I didn't ask to give birth to this difficult thing; the gestation was long and tortuous, but as with all unwanted pregnancies, you eventually become somewhat attached.  At first you cannot ignore the appetite, the constant craving for attention. Only you can satisfy its needs. Fill me, fill me, it cries. Sometimes I didn't understand its cry; I was confused in the early days. What would be an appropriate level of filling?  Was this a cry for more filling or less? Was it happy or angry? Too full or still hungry? The insides of a strange young being are only understood by experts, but I was the one having to fill it day after day, worrying about whether it was the right filling, worrying whether the filling would be regurgitated and I would have a lot of mess to clear up afterwards and thus be a bad parent. Parent envy stalked me: other parents seemed to understand their offspring better. They knew just what was needed to fill them, fulfil them.

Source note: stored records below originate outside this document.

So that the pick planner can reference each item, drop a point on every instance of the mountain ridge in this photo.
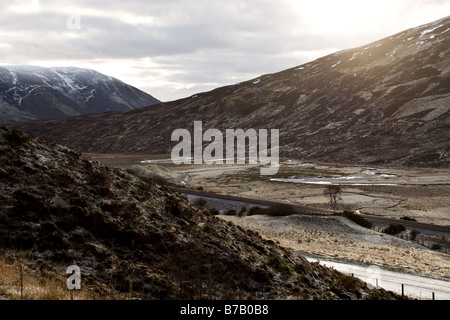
(130, 234)
(32, 93)
(385, 103)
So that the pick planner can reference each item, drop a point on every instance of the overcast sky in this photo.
(175, 48)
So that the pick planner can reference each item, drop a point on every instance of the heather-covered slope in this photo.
(385, 103)
(127, 233)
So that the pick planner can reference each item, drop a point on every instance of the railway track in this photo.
(314, 211)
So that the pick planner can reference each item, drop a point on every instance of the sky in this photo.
(173, 49)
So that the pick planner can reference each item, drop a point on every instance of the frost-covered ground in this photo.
(413, 286)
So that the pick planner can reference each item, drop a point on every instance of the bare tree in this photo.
(334, 192)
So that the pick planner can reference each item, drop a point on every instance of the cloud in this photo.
(175, 47)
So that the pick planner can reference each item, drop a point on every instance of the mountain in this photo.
(30, 93)
(384, 103)
(129, 233)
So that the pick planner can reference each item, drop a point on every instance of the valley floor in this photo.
(421, 194)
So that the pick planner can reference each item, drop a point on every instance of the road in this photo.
(315, 211)
(413, 286)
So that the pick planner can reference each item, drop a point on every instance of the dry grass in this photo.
(19, 282)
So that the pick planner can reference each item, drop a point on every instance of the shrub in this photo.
(16, 138)
(231, 212)
(214, 211)
(436, 246)
(357, 219)
(253, 210)
(279, 264)
(413, 234)
(200, 202)
(278, 210)
(209, 229)
(394, 229)
(408, 218)
(241, 212)
(146, 176)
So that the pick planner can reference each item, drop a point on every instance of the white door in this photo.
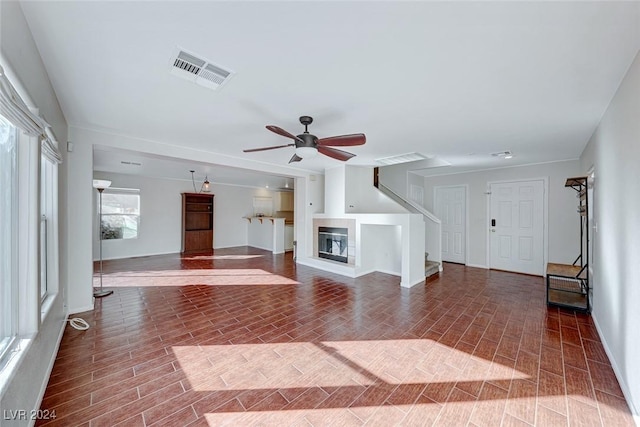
(516, 232)
(451, 208)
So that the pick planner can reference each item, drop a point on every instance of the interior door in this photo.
(516, 232)
(451, 208)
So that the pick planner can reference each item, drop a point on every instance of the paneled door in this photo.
(516, 226)
(451, 208)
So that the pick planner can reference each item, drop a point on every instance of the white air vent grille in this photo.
(198, 70)
(503, 154)
(402, 158)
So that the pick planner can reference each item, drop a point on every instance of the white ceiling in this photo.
(455, 80)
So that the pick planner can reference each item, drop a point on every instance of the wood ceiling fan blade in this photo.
(335, 153)
(251, 150)
(282, 132)
(295, 158)
(343, 140)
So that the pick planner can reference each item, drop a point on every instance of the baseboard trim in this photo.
(52, 361)
(616, 371)
(484, 267)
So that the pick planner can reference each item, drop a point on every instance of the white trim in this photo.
(484, 267)
(52, 360)
(545, 217)
(466, 218)
(497, 168)
(83, 308)
(616, 370)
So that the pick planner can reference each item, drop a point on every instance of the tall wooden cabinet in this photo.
(197, 222)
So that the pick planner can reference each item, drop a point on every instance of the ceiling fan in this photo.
(308, 145)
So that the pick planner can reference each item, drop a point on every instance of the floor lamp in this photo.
(100, 185)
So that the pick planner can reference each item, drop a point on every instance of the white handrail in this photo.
(398, 198)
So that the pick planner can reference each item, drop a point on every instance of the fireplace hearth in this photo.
(333, 243)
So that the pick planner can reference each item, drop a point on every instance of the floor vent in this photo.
(198, 70)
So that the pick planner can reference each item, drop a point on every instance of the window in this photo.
(8, 235)
(48, 229)
(120, 213)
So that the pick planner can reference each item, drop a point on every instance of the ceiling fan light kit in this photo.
(308, 145)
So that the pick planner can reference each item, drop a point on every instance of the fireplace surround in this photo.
(333, 243)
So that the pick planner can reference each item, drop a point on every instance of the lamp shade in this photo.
(101, 183)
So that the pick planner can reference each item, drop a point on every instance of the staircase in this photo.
(433, 227)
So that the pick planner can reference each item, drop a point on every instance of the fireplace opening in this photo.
(333, 243)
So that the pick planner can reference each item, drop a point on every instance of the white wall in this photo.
(564, 231)
(614, 152)
(334, 190)
(362, 197)
(161, 215)
(381, 247)
(21, 59)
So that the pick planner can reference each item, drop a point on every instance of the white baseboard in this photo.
(616, 371)
(52, 361)
(80, 309)
(484, 267)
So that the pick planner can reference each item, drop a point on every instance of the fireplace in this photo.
(333, 243)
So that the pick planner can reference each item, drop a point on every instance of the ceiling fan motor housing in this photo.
(309, 140)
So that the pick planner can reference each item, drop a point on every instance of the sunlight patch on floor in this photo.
(332, 364)
(217, 277)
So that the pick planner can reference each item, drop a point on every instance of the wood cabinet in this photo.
(197, 222)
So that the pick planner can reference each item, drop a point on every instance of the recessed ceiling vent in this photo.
(503, 154)
(198, 70)
(402, 158)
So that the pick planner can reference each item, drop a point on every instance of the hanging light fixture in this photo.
(205, 185)
(204, 188)
(100, 185)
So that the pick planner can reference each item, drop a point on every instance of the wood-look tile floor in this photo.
(241, 337)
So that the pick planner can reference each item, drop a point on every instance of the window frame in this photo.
(101, 211)
(10, 290)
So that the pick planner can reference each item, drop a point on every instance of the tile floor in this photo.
(241, 337)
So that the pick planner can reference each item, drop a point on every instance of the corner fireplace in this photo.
(333, 243)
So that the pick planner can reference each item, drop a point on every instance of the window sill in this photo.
(46, 305)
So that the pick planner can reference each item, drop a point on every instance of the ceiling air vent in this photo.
(198, 70)
(402, 158)
(503, 154)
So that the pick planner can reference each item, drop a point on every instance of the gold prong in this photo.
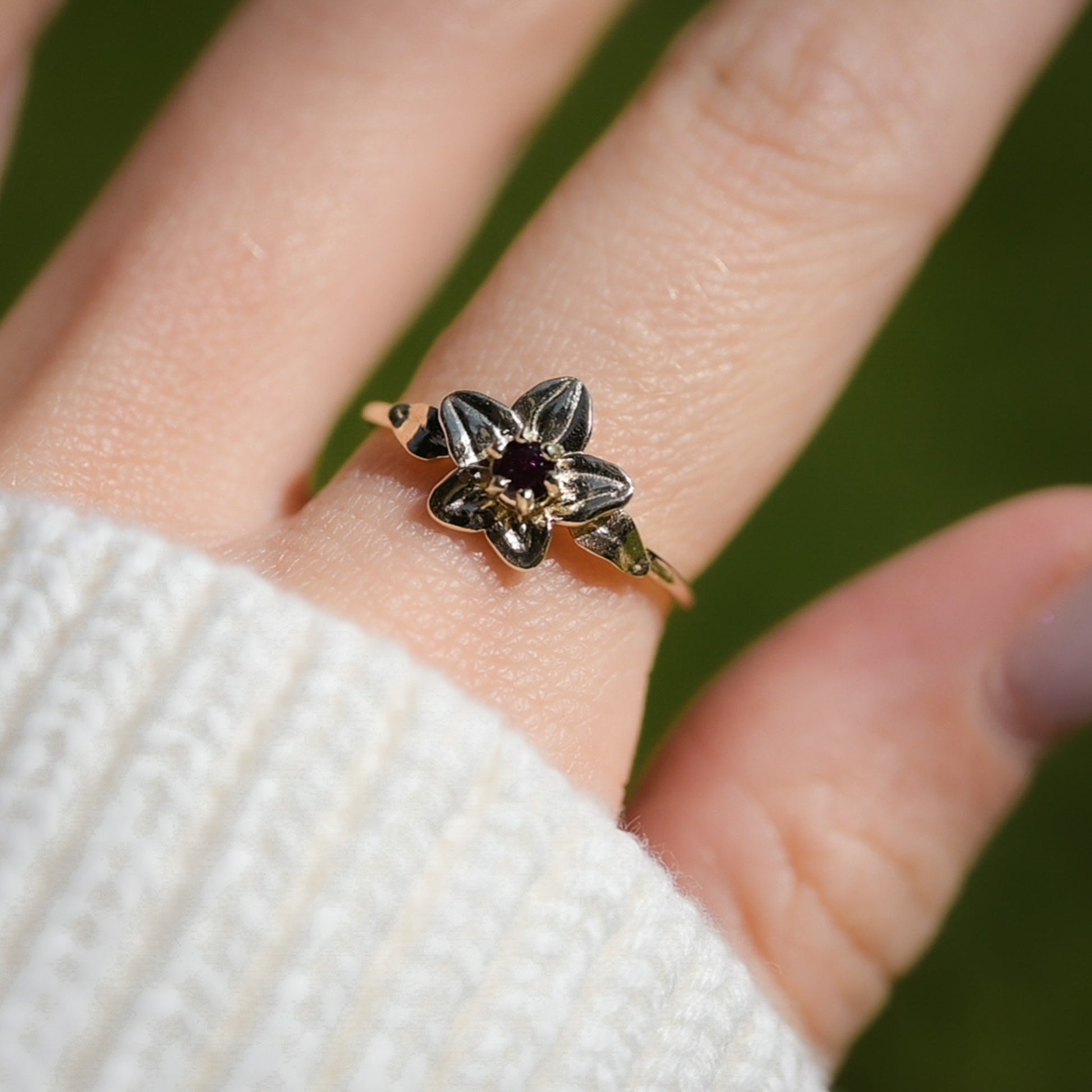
(376, 413)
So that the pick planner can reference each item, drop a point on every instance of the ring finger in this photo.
(712, 271)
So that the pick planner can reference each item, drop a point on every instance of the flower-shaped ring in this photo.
(521, 470)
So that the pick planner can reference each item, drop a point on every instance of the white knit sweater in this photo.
(245, 846)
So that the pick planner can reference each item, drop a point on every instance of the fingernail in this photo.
(1048, 671)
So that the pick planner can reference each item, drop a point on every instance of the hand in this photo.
(712, 271)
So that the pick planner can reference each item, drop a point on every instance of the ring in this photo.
(522, 469)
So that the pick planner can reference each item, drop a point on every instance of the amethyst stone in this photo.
(525, 466)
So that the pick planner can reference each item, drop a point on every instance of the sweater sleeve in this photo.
(245, 846)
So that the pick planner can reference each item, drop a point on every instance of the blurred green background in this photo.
(979, 388)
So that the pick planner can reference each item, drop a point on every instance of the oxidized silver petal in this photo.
(473, 423)
(522, 543)
(558, 412)
(460, 499)
(615, 538)
(590, 487)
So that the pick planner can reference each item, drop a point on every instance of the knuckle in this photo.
(855, 907)
(820, 106)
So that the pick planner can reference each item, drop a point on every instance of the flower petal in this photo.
(590, 487)
(417, 428)
(460, 499)
(615, 538)
(521, 543)
(473, 423)
(558, 412)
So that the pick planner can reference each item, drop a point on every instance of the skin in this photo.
(712, 271)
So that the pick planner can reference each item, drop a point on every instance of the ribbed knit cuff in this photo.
(245, 846)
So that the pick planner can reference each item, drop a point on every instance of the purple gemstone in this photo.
(525, 465)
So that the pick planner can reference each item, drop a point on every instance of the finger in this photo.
(828, 793)
(711, 271)
(190, 345)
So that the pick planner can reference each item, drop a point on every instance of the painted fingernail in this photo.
(1048, 672)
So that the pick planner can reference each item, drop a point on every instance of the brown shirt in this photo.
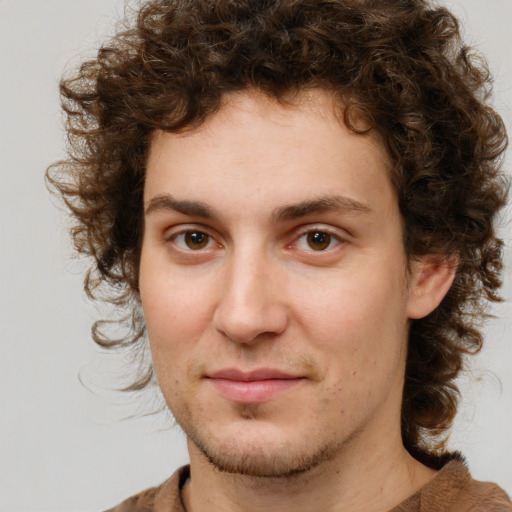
(451, 490)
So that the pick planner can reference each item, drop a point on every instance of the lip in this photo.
(254, 387)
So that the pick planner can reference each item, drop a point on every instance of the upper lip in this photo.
(249, 376)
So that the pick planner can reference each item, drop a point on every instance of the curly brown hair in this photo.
(400, 62)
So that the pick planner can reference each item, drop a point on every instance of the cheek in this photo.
(358, 322)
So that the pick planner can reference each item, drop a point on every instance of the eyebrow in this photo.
(192, 208)
(335, 203)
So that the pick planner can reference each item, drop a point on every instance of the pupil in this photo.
(319, 240)
(196, 239)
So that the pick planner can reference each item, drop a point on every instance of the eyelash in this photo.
(334, 240)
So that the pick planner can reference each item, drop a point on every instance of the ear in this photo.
(432, 277)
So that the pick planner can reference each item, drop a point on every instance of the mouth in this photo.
(254, 387)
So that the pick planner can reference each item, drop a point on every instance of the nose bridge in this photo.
(251, 303)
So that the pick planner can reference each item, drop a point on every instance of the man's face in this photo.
(274, 286)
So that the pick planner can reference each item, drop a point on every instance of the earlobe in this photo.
(431, 279)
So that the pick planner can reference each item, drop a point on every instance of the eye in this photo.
(317, 240)
(193, 240)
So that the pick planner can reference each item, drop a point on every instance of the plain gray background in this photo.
(63, 447)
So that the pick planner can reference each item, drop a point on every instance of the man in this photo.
(296, 202)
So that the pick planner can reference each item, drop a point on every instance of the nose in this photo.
(253, 302)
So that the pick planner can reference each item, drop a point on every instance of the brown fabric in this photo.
(451, 490)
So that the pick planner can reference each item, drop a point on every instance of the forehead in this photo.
(256, 148)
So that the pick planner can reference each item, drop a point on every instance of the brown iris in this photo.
(319, 240)
(196, 240)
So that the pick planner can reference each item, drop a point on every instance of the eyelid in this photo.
(172, 233)
(339, 235)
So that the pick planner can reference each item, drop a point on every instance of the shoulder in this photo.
(454, 490)
(166, 497)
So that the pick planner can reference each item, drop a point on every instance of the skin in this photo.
(273, 243)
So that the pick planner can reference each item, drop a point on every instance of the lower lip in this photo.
(253, 392)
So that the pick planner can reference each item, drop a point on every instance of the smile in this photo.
(252, 387)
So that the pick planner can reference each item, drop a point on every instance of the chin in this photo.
(263, 459)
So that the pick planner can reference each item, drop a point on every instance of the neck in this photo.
(373, 480)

Time has gone on. As with all parenting I have gained experienced. I have poured myself into this being. It is wholly part of me, which is why separation is so hard. Our memories are shared. Do you recall at the start I couldn't even....?! Or that awful time when.....?! Then again I was so proud of the time when.....! 

I hope the people who encounter you will appreciate the life and death that has gone into you, the personal struggles and costly learning that fills you. I hope they'll like the coloured tags I put on you so others would get the complex, often funny, and occasionally maddening picture you are trying to represent (you don't know how to speak yet, but in a way you do). Your plastic wallets are many and smooth and sleek. Your grids are straight, signed, and, hopefully, impeccable. Your learning outcomes are cross referenced to within an inch of their vocational, ministerial, spiritual, personal, characterful, relational, missional, evangelistic, collaborative and qualitatively faithful life.

But even all that doesn't really tell the whole story. When all's said and done, the early morning panics, the night time worries, the weepy walks; the scary schools, the chilly morgue, the wet graveyards, cold churches and warm homes; the lonely streets, stuffy lecture rooms and musty vestries; the hopeful young, the wrinkly smiles; the hilarious, the demented, the whole and the broken; really and truly, others can stare at you and coldly leaf you through; they can dissect, moderate and compare you with an ideal, but when all's said and done, they really did have to be there.

Good luck my Ministry Development Folder.